Im Japanisch-Russischen Krieg 1904 bis 1905 verlor der Zar letztlich seine gesamte hochseetaugliche Flotte. Allein an Schlachtschiffen versenkten die Japaner in Port Arthur die „Retwisan“, die „Zessarewitsch“, die „Petropawlowsk“ und die „Sewastopol“.

IMAGO / SNA

Die russische Marineführung hat es eingestanden: Der 1983 in Dienst gestellte Raketenkreuzer „Moskwa“ ist im Schwarzen Meer gesunken. Die ukrainischen Verteidigungskräfte machen dafür zwei Treffer ihrer modernen Neptun-Raketen verantwortlich. Die russische Seite spricht von einem nicht näher verifizierten Feuer an Bord, welches die Munition entzündet habe, woraufhin das Schiff manövrierunfähig gewesen sei. Beim Versuch, den havarierten Kreuzer nach Sewastopol zu schleppen, sei das Schiff in einen schweren Sturm geraten und gesunken.
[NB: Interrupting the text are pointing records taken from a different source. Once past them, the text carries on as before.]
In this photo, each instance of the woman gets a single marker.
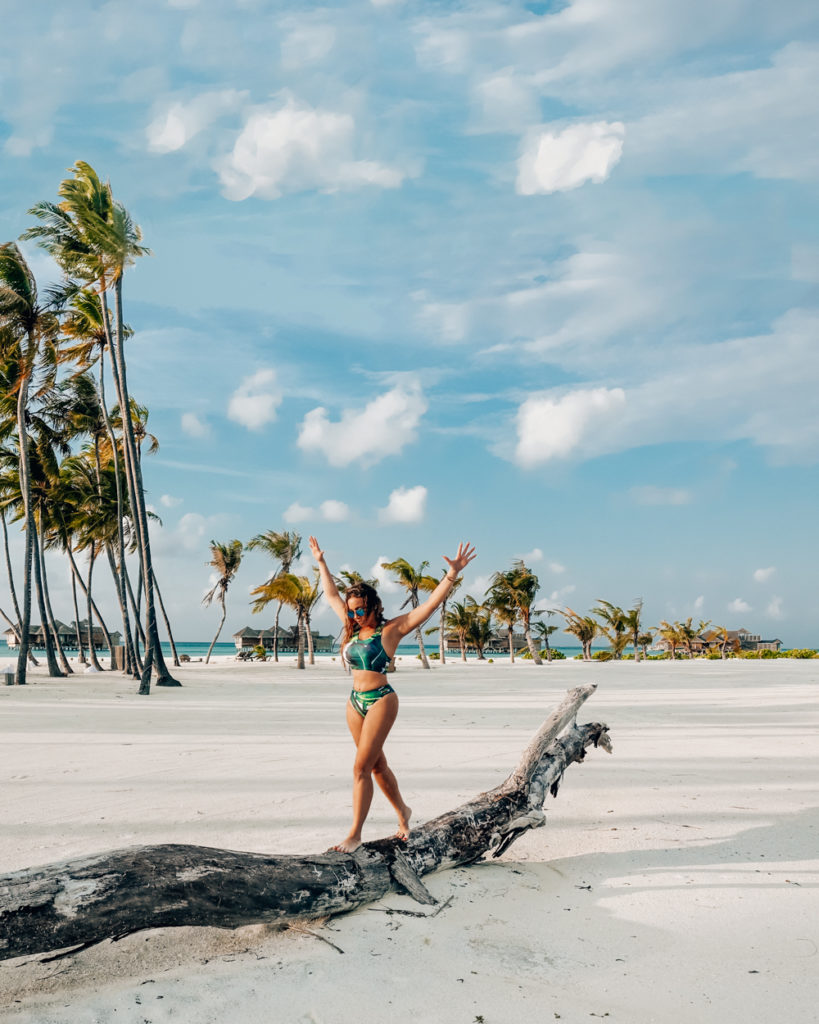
(370, 643)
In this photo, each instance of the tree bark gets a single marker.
(84, 901)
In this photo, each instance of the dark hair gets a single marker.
(372, 603)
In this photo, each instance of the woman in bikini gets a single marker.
(370, 643)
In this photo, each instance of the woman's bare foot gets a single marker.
(348, 845)
(403, 823)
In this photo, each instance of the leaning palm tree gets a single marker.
(613, 624)
(284, 548)
(544, 631)
(585, 628)
(518, 587)
(294, 591)
(413, 580)
(631, 620)
(458, 621)
(28, 329)
(94, 240)
(225, 558)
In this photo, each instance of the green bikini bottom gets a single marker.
(362, 700)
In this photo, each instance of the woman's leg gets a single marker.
(370, 734)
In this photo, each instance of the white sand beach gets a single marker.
(675, 881)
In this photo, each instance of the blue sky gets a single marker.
(545, 276)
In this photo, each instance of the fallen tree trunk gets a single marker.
(84, 901)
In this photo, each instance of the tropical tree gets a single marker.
(28, 328)
(518, 587)
(414, 581)
(584, 628)
(613, 624)
(458, 621)
(544, 631)
(633, 626)
(225, 558)
(284, 547)
(94, 240)
(479, 631)
(672, 635)
(294, 591)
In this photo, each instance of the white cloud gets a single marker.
(558, 161)
(255, 400)
(651, 495)
(294, 147)
(298, 513)
(557, 427)
(333, 511)
(329, 511)
(535, 555)
(180, 121)
(382, 428)
(404, 505)
(305, 42)
(194, 426)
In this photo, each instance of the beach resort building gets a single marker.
(249, 637)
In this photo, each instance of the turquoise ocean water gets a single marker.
(197, 648)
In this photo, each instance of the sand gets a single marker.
(676, 881)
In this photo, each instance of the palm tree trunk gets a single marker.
(130, 655)
(308, 633)
(12, 590)
(300, 631)
(89, 605)
(51, 662)
(275, 631)
(133, 470)
(221, 624)
(26, 492)
(167, 622)
(80, 648)
(535, 654)
(67, 669)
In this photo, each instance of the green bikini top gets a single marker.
(367, 655)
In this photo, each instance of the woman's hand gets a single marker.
(462, 559)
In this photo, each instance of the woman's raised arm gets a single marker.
(335, 599)
(417, 616)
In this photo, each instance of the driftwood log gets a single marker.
(83, 901)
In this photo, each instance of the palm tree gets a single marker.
(225, 558)
(507, 614)
(644, 640)
(585, 628)
(671, 634)
(413, 580)
(479, 632)
(633, 626)
(458, 621)
(284, 548)
(297, 593)
(518, 587)
(94, 240)
(28, 328)
(544, 632)
(614, 625)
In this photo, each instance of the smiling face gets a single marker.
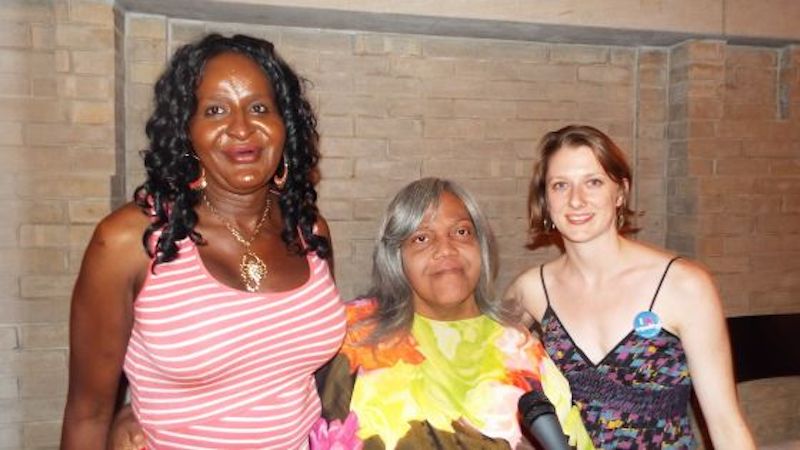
(237, 130)
(581, 198)
(442, 262)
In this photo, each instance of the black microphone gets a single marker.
(539, 417)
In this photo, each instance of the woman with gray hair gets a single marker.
(432, 358)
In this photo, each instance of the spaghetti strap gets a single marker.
(544, 286)
(663, 276)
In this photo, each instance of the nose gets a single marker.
(240, 126)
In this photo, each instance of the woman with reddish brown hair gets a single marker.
(632, 327)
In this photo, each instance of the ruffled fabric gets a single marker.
(469, 372)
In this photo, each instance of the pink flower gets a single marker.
(336, 435)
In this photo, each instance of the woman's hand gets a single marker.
(126, 432)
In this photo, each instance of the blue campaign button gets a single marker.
(647, 324)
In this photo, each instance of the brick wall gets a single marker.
(56, 155)
(711, 130)
(733, 182)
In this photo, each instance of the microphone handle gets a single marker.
(547, 431)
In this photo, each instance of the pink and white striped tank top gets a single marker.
(212, 367)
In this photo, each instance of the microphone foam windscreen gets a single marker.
(533, 404)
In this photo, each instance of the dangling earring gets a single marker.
(548, 225)
(280, 182)
(621, 216)
(200, 182)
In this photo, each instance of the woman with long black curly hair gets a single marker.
(221, 320)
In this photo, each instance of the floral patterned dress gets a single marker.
(447, 384)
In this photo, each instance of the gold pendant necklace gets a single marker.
(251, 268)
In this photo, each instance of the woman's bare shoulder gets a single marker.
(528, 291)
(122, 229)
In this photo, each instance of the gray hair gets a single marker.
(390, 286)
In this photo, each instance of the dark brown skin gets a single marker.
(238, 135)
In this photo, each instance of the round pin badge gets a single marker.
(647, 324)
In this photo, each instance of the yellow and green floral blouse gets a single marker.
(447, 384)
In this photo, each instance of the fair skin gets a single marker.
(238, 136)
(585, 285)
(442, 262)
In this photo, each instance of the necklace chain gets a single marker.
(251, 268)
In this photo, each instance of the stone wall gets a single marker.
(711, 130)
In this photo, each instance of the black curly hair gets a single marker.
(172, 165)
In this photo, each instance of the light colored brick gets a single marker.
(514, 129)
(11, 437)
(144, 26)
(370, 209)
(87, 211)
(15, 35)
(336, 168)
(93, 62)
(13, 310)
(578, 54)
(546, 110)
(321, 41)
(333, 126)
(82, 37)
(387, 44)
(96, 13)
(147, 50)
(355, 189)
(92, 113)
(43, 36)
(59, 135)
(592, 111)
(337, 210)
(26, 109)
(484, 108)
(14, 362)
(422, 68)
(390, 128)
(44, 87)
(14, 85)
(387, 170)
(8, 390)
(59, 185)
(335, 104)
(10, 133)
(86, 87)
(414, 107)
(22, 11)
(602, 74)
(354, 65)
(145, 72)
(750, 56)
(8, 338)
(456, 169)
(452, 128)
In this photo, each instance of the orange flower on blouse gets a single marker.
(369, 356)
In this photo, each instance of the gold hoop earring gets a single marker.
(200, 183)
(280, 182)
(548, 225)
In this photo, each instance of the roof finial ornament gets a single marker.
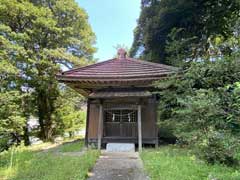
(122, 53)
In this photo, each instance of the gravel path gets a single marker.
(118, 166)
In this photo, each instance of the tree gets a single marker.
(201, 107)
(183, 28)
(42, 36)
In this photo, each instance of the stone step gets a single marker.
(120, 147)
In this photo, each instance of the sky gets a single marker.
(113, 22)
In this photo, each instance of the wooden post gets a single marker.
(87, 123)
(100, 123)
(156, 121)
(139, 128)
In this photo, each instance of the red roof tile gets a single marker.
(123, 69)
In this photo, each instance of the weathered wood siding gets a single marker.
(93, 121)
(148, 120)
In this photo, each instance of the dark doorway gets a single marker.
(120, 123)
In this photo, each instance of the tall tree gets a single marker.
(44, 36)
(168, 28)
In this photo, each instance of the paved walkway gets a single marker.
(118, 166)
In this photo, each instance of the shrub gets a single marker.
(218, 147)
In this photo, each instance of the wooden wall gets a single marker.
(148, 117)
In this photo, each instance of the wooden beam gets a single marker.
(139, 128)
(100, 128)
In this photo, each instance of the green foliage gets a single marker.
(69, 115)
(218, 147)
(11, 119)
(28, 164)
(202, 108)
(174, 163)
(37, 38)
(172, 32)
(75, 146)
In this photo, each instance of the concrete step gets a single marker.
(120, 147)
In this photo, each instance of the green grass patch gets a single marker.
(34, 165)
(172, 163)
(75, 146)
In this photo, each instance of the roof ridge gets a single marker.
(153, 64)
(90, 65)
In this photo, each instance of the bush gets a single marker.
(218, 147)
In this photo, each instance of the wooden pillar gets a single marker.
(87, 123)
(100, 126)
(139, 128)
(156, 120)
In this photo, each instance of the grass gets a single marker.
(172, 163)
(28, 164)
(72, 147)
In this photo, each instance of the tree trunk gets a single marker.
(26, 136)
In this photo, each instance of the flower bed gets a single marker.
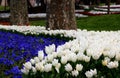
(90, 54)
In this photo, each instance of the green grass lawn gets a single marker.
(103, 22)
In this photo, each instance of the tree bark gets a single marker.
(61, 14)
(18, 12)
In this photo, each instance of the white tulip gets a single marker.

Die Symbolik in der Marinegeschichte

So weit, so die Erzählungen aus den jeweiligen Hauptquartieren. Nun sind zwar Korruption und Schlendrian in der russischen Armee Legende, doch die Wahrscheinlichkeit, dass beispielsweise beim Flambieren in der Kombüse ein Küchenbrand ausbricht, der dann ungehindert die Munitionskammer ergreift, ist wenig plausibel. Am Ende allerdings spielt es auch keine Rolle – mit der Moskva ist so oder so mehr als nur ein Schiff untergegangen.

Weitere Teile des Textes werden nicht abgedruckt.